Running fast, I caught a flash of movement to my left. I wheeled, the Walther rising fast to the firing position, but saw that it was only a street dog that had wandered in looking for food.
The dog wasn’t the problem, though – it was the voice that suddenly barked a command from behind me. It was in Turkish, but in some situations all languages are the same.
‘Drop the gun, raise your hands’ was what he was saying – or a pretty fair approximation of it.
I guessed the guy was armed, and that meant he had me square in the back, from what seemed – according to the position of his voice – to be about ten yards away. Well done, Turkish cop – too far for me to jump you, too close for you to miss. I dropped the Walther but kept the remote.
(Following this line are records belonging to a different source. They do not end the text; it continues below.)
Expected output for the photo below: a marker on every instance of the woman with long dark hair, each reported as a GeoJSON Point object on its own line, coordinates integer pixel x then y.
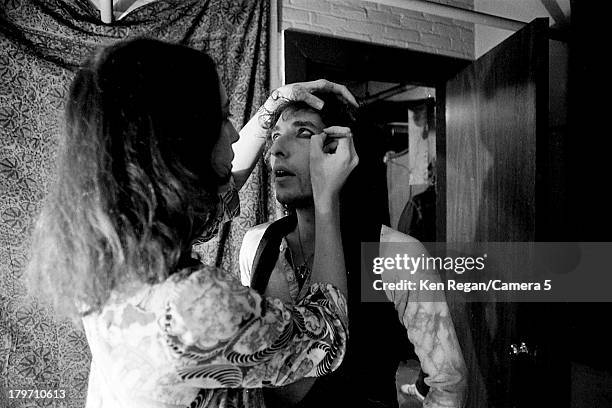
{"type": "Point", "coordinates": [144, 170]}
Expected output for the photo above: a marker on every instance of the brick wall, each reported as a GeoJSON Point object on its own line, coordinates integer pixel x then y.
{"type": "Point", "coordinates": [381, 24]}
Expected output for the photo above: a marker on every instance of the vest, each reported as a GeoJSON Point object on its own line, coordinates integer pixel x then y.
{"type": "Point", "coordinates": [376, 343]}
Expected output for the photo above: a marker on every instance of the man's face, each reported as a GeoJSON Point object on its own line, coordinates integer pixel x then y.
{"type": "Point", "coordinates": [290, 155]}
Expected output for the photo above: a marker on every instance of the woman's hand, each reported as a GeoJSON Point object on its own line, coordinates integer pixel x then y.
{"type": "Point", "coordinates": [331, 162]}
{"type": "Point", "coordinates": [302, 91]}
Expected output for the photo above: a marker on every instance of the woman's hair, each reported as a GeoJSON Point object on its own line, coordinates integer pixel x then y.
{"type": "Point", "coordinates": [135, 183]}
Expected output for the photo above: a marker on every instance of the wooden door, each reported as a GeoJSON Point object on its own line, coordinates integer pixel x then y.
{"type": "Point", "coordinates": [495, 123]}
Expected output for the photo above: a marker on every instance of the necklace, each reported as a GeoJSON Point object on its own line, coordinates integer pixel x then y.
{"type": "Point", "coordinates": [302, 270]}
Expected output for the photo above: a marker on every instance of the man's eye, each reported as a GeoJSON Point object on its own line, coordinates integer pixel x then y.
{"type": "Point", "coordinates": [305, 133]}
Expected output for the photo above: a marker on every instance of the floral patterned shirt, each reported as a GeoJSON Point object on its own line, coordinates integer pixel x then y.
{"type": "Point", "coordinates": [201, 339]}
{"type": "Point", "coordinates": [428, 321]}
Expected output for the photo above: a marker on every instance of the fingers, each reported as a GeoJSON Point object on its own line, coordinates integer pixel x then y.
{"type": "Point", "coordinates": [346, 151]}
{"type": "Point", "coordinates": [299, 92]}
{"type": "Point", "coordinates": [327, 86]}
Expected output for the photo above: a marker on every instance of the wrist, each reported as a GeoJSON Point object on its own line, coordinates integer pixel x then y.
{"type": "Point", "coordinates": [327, 204]}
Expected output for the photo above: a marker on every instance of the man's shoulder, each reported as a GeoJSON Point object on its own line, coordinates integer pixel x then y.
{"type": "Point", "coordinates": [253, 235]}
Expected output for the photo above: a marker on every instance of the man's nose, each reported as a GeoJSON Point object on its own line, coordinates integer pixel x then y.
{"type": "Point", "coordinates": [279, 147]}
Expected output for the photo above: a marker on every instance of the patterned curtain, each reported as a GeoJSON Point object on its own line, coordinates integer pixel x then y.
{"type": "Point", "coordinates": [41, 44]}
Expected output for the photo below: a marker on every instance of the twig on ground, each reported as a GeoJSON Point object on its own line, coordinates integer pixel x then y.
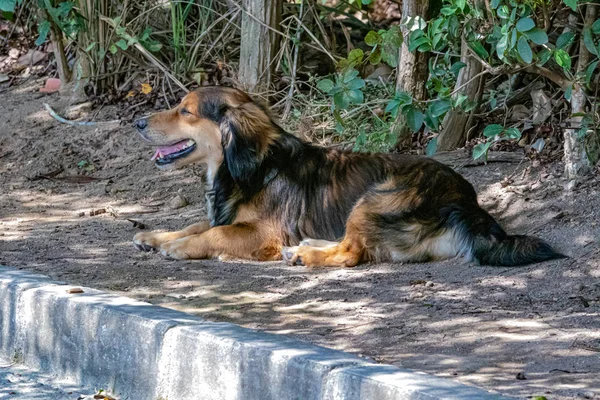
{"type": "Point", "coordinates": [80, 123]}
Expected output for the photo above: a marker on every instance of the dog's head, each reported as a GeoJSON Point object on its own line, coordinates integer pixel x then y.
{"type": "Point", "coordinates": [211, 124]}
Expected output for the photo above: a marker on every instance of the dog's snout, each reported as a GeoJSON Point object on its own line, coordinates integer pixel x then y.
{"type": "Point", "coordinates": [141, 124]}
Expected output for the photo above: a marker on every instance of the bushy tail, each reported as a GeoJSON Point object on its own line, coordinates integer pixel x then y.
{"type": "Point", "coordinates": [486, 242]}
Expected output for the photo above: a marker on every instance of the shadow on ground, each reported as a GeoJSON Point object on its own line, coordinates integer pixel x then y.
{"type": "Point", "coordinates": [480, 325]}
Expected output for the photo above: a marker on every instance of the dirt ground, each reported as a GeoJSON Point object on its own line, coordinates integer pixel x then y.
{"type": "Point", "coordinates": [479, 325]}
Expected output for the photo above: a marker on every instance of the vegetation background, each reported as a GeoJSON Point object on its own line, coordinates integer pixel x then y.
{"type": "Point", "coordinates": [378, 75]}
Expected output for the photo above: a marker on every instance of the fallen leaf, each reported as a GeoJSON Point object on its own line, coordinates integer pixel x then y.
{"type": "Point", "coordinates": [146, 88]}
{"type": "Point", "coordinates": [97, 212]}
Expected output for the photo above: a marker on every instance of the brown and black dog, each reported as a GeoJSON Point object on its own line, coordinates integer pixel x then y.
{"type": "Point", "coordinates": [272, 196]}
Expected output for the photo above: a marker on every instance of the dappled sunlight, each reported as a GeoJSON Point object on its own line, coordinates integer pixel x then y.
{"type": "Point", "coordinates": [478, 324]}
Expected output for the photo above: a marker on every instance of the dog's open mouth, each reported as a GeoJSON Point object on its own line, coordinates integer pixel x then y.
{"type": "Point", "coordinates": [168, 154]}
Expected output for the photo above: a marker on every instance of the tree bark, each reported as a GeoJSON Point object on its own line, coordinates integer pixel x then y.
{"type": "Point", "coordinates": [258, 43]}
{"type": "Point", "coordinates": [576, 159]}
{"type": "Point", "coordinates": [64, 73]}
{"type": "Point", "coordinates": [412, 70]}
{"type": "Point", "coordinates": [456, 123]}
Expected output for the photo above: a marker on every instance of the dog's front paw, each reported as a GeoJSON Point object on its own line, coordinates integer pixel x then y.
{"type": "Point", "coordinates": [176, 250]}
{"type": "Point", "coordinates": [292, 256]}
{"type": "Point", "coordinates": [147, 241]}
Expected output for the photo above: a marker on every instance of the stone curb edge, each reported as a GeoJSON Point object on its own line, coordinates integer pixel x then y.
{"type": "Point", "coordinates": [145, 352]}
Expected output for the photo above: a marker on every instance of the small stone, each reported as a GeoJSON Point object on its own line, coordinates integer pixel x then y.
{"type": "Point", "coordinates": [571, 185]}
{"type": "Point", "coordinates": [178, 202]}
{"type": "Point", "coordinates": [79, 110]}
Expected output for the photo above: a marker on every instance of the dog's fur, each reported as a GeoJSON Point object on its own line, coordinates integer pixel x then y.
{"type": "Point", "coordinates": [272, 195]}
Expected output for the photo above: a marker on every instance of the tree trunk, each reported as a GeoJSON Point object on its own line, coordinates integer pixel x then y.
{"type": "Point", "coordinates": [258, 43]}
{"type": "Point", "coordinates": [64, 73]}
{"type": "Point", "coordinates": [412, 70]}
{"type": "Point", "coordinates": [456, 123]}
{"type": "Point", "coordinates": [576, 159]}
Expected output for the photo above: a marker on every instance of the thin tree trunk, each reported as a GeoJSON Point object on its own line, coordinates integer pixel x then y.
{"type": "Point", "coordinates": [576, 159]}
{"type": "Point", "coordinates": [258, 43]}
{"type": "Point", "coordinates": [456, 123]}
{"type": "Point", "coordinates": [64, 73]}
{"type": "Point", "coordinates": [412, 70]}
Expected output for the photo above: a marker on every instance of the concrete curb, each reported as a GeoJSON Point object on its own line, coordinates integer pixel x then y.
{"type": "Point", "coordinates": [144, 352]}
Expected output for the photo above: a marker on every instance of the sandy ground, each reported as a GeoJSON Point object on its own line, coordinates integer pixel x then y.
{"type": "Point", "coordinates": [480, 325]}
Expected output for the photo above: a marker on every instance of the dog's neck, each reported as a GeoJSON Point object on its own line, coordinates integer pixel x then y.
{"type": "Point", "coordinates": [209, 190]}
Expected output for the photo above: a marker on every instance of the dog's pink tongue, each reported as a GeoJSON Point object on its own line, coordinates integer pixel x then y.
{"type": "Point", "coordinates": [166, 150]}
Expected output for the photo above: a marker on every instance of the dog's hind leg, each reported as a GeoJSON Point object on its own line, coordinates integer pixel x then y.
{"type": "Point", "coordinates": [389, 223]}
{"type": "Point", "coordinates": [147, 241]}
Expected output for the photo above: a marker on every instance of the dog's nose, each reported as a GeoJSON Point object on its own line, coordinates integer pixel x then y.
{"type": "Point", "coordinates": [141, 124]}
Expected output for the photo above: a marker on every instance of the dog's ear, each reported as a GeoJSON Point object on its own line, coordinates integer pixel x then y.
{"type": "Point", "coordinates": [247, 134]}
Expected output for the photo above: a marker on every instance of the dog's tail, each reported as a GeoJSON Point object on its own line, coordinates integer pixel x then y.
{"type": "Point", "coordinates": [483, 240]}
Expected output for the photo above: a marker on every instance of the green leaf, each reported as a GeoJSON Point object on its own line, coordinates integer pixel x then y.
{"type": "Point", "coordinates": [448, 10]}
{"type": "Point", "coordinates": [493, 130]}
{"type": "Point", "coordinates": [524, 50]}
{"type": "Point", "coordinates": [414, 119]}
{"type": "Point", "coordinates": [590, 70]}
{"type": "Point", "coordinates": [565, 40]}
{"type": "Point", "coordinates": [513, 38]}
{"type": "Point", "coordinates": [537, 36]}
{"type": "Point", "coordinates": [431, 147]}
{"type": "Point", "coordinates": [412, 46]}
{"type": "Point", "coordinates": [460, 99]}
{"type": "Point", "coordinates": [544, 56]}
{"type": "Point", "coordinates": [8, 5]}
{"type": "Point", "coordinates": [356, 84]}
{"type": "Point", "coordinates": [481, 149]}
{"type": "Point", "coordinates": [513, 133]}
{"type": "Point", "coordinates": [356, 96]}
{"type": "Point", "coordinates": [122, 44]}
{"type": "Point", "coordinates": [563, 59]}
{"type": "Point", "coordinates": [596, 27]}
{"type": "Point", "coordinates": [457, 66]}
{"type": "Point", "coordinates": [43, 29]}
{"type": "Point", "coordinates": [350, 75]}
{"type": "Point", "coordinates": [479, 49]}
{"type": "Point", "coordinates": [571, 3]}
{"type": "Point", "coordinates": [403, 97]}
{"type": "Point", "coordinates": [588, 41]}
{"type": "Point", "coordinates": [325, 85]}
{"type": "Point", "coordinates": [375, 56]}
{"type": "Point", "coordinates": [373, 38]}
{"type": "Point", "coordinates": [341, 101]}
{"type": "Point", "coordinates": [568, 93]}
{"type": "Point", "coordinates": [440, 107]}
{"type": "Point", "coordinates": [355, 56]}
{"type": "Point", "coordinates": [503, 12]}
{"type": "Point", "coordinates": [525, 24]}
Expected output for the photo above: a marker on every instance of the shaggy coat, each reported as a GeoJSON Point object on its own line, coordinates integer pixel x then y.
{"type": "Point", "coordinates": [273, 196]}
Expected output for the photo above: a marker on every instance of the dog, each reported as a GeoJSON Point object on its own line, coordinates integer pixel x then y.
{"type": "Point", "coordinates": [272, 196]}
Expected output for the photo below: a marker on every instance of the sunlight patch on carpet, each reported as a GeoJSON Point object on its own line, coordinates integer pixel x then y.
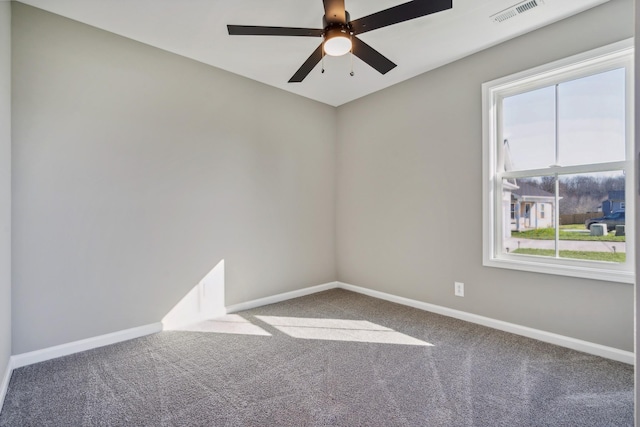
{"type": "Point", "coordinates": [339, 330]}
{"type": "Point", "coordinates": [229, 324]}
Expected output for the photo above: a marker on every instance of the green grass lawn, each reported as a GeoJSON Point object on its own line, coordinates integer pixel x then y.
{"type": "Point", "coordinates": [550, 234]}
{"type": "Point", "coordinates": [592, 256]}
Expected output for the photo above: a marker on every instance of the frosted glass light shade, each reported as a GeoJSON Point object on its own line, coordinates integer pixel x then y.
{"type": "Point", "coordinates": [337, 45]}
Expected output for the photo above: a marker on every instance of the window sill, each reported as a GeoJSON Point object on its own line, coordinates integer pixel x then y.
{"type": "Point", "coordinates": [530, 264]}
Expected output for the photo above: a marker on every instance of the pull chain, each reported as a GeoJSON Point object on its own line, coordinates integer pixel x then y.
{"type": "Point", "coordinates": [351, 55]}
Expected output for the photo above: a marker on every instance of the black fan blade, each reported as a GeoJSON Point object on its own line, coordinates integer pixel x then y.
{"type": "Point", "coordinates": [400, 13]}
{"type": "Point", "coordinates": [251, 30]}
{"type": "Point", "coordinates": [334, 11]}
{"type": "Point", "coordinates": [371, 56]}
{"type": "Point", "coordinates": [308, 65]}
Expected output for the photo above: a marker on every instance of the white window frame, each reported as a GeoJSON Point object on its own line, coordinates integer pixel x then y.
{"type": "Point", "coordinates": [599, 60]}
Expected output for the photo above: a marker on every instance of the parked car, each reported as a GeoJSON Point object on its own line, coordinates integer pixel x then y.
{"type": "Point", "coordinates": [613, 219]}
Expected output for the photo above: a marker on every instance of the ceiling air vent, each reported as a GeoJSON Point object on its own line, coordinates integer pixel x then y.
{"type": "Point", "coordinates": [516, 10]}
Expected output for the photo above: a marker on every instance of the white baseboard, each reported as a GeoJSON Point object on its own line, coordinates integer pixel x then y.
{"type": "Point", "coordinates": [280, 297]}
{"type": "Point", "coordinates": [36, 356]}
{"type": "Point", "coordinates": [549, 337]}
{"type": "Point", "coordinates": [4, 385]}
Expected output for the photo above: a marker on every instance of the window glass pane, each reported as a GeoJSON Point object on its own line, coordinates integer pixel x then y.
{"type": "Point", "coordinates": [588, 199]}
{"type": "Point", "coordinates": [529, 127]}
{"type": "Point", "coordinates": [591, 119]}
{"type": "Point", "coordinates": [531, 229]}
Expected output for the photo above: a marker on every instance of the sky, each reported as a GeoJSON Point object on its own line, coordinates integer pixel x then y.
{"type": "Point", "coordinates": [590, 122]}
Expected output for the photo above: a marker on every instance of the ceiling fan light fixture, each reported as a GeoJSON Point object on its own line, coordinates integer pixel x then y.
{"type": "Point", "coordinates": [337, 41]}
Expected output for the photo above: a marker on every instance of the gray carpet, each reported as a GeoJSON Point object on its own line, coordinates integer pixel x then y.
{"type": "Point", "coordinates": [331, 359]}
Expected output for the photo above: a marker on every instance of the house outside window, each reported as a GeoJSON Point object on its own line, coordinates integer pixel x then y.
{"type": "Point", "coordinates": [558, 150]}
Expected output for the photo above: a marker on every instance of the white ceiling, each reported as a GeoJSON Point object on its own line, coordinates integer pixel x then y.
{"type": "Point", "coordinates": [197, 29]}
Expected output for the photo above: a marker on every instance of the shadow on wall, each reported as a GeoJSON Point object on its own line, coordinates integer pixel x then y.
{"type": "Point", "coordinates": [204, 301]}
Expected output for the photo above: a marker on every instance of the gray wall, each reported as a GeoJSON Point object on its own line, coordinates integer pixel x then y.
{"type": "Point", "coordinates": [410, 182]}
{"type": "Point", "coordinates": [637, 201]}
{"type": "Point", "coordinates": [136, 171]}
{"type": "Point", "coordinates": [5, 186]}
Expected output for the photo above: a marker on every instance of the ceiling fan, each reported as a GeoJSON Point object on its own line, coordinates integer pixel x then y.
{"type": "Point", "coordinates": [339, 33]}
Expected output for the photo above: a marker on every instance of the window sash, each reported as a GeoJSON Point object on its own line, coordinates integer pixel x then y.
{"type": "Point", "coordinates": [618, 55]}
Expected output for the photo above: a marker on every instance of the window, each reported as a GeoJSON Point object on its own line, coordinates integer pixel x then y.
{"type": "Point", "coordinates": [558, 157]}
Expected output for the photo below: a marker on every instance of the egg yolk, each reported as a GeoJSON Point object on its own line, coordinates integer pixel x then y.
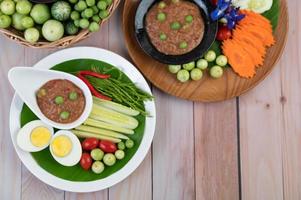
{"type": "Point", "coordinates": [61, 146]}
{"type": "Point", "coordinates": [40, 136]}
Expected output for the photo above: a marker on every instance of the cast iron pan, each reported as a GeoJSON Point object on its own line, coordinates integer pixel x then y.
{"type": "Point", "coordinates": [145, 43]}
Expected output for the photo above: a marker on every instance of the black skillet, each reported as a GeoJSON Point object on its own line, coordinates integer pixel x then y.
{"type": "Point", "coordinates": [145, 43]}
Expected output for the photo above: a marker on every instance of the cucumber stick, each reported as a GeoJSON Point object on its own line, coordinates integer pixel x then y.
{"type": "Point", "coordinates": [116, 107]}
{"type": "Point", "coordinates": [113, 117]}
{"type": "Point", "coordinates": [101, 131]}
{"type": "Point", "coordinates": [84, 134]}
{"type": "Point", "coordinates": [100, 124]}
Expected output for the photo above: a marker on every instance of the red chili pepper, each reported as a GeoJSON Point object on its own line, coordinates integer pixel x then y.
{"type": "Point", "coordinates": [94, 74]}
{"type": "Point", "coordinates": [92, 89]}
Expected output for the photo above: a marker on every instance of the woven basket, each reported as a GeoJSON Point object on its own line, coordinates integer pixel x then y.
{"type": "Point", "coordinates": [17, 36]}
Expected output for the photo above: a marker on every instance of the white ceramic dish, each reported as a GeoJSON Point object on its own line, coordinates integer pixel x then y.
{"type": "Point", "coordinates": [27, 80]}
{"type": "Point", "coordinates": [133, 74]}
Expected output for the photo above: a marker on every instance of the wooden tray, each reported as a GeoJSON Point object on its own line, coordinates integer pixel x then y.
{"type": "Point", "coordinates": [207, 89]}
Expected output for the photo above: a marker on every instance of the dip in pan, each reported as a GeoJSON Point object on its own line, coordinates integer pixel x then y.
{"type": "Point", "coordinates": [175, 27]}
{"type": "Point", "coordinates": [61, 101]}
The cop said something, and I guessed from the tone he was telling me to turn around. I wheeled slowly until I faced him. It was the cop in the sharkskin suit, kneeling down, still crouching to connect a cable to the work lights. He had a nasty little Glock pointed at my chest. But that wasn’t the most surprising thing – that was reserved for his name. It was SpongeBob.
He looked at my face, more surprised than I was. ‘Seni!’ he said, and then repeated it in English. ‘You.’
As the full implication of the deep shit in which I found myself hit him, he curled his lip and smiled with pleasure. I said earlier I had made an enemy for life, and I wasn’t wrong – for him this was payback with a lovely twist.